Но идеальную грань в истории определить невозможно – поэтому обществу посылаются противоречивые сигналы, когда открываются и памятник репрессированным в Москве, и «сталинский» музей под Ржевом, отмечается 100-летие со дня рождения Солженицына и создаются серьезные проблемы для работы «Мемориала». Попытки как-то совместить Сталина и гонимую им церковь приводят к конфузу, когда для обоснования приводится фальшивая цитата прошедшего тюрьмы и лагеря святителя Луки (Войно-Ясенецкого), который якобы «низко кланялся» Сталину за его заслуги. И в этой ситуации те, кто последовательно отвергает тоталитаризм, оказываются под ударом – их обвиняют в непатриотизме, в стремлении подорвать народное единство. Отсюда и стремление дискредитировать тех людей, которые по моральным соображениям отвергают спешно выстроенные и вряд ли долговечные компромиссы. Как оказалось недолговечным брежневское замалчивание репрессий, основанное на желании никого не обидеть.

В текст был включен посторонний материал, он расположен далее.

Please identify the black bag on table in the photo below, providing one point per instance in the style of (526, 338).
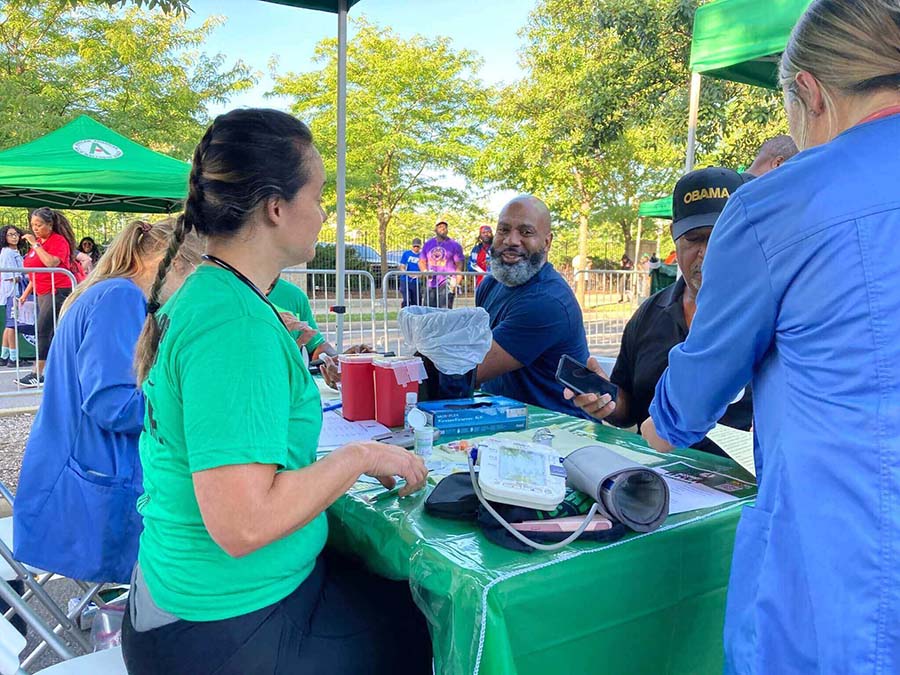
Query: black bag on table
(454, 499)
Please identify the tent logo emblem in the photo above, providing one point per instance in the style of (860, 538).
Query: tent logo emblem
(91, 147)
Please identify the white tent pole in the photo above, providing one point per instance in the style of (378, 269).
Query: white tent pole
(341, 168)
(693, 115)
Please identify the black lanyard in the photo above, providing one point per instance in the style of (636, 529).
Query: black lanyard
(244, 280)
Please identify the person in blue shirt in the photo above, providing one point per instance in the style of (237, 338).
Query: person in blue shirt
(800, 296)
(409, 285)
(534, 316)
(75, 509)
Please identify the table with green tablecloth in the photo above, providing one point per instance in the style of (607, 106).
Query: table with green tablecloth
(651, 603)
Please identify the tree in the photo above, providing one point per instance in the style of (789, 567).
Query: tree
(140, 72)
(579, 129)
(415, 115)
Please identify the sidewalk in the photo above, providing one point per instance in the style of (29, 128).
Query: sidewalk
(11, 395)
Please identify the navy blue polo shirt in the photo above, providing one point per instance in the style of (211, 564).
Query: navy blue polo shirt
(536, 323)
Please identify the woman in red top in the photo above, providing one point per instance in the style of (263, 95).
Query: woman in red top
(52, 245)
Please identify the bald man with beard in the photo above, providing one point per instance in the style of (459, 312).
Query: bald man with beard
(535, 318)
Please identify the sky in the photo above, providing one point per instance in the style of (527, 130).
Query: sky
(256, 31)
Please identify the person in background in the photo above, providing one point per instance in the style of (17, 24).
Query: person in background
(88, 254)
(10, 256)
(442, 254)
(534, 315)
(799, 296)
(52, 245)
(81, 476)
(290, 299)
(772, 154)
(480, 256)
(231, 575)
(409, 285)
(664, 320)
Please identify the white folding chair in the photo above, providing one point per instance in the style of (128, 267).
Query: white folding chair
(107, 662)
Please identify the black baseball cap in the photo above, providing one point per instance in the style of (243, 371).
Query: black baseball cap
(700, 196)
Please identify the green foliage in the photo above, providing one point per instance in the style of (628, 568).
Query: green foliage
(141, 73)
(599, 122)
(415, 115)
(581, 130)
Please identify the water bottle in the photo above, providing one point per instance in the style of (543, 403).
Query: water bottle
(412, 398)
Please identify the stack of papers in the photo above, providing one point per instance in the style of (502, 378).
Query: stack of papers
(692, 488)
(337, 431)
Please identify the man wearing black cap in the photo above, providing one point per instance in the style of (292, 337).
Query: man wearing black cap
(664, 319)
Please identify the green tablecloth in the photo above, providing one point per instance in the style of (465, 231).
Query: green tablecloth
(651, 603)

Но есть своя логика и в том, что Дмитриев был оправдан по двум одиозным статьям и признан виновным лишь по третьей (незаконное хранение оружия – в виде ржавого обреза), которая, видимо, шла прицепом именно для такого случая. В российской власти нет единого мнения по вопросу о границах возможного как в вопросах исторической памяти, так и в отношении людей, не вписывающихся в официальный патриотический тренд. Приоритеты политиков отличаются от представлений силовиков. Если отвлечься от истории, то можно вспомнить и прекращение дела жительницы Вязьмы Светланы Давыдовой, обвиненной в шпионаже в пользу Украины, и освобождение оппозиционера Ильдара Дадина, посаженного в тюрьму за мирные пикеты, – в этот же ряд можно поставить и дело Дмитриева.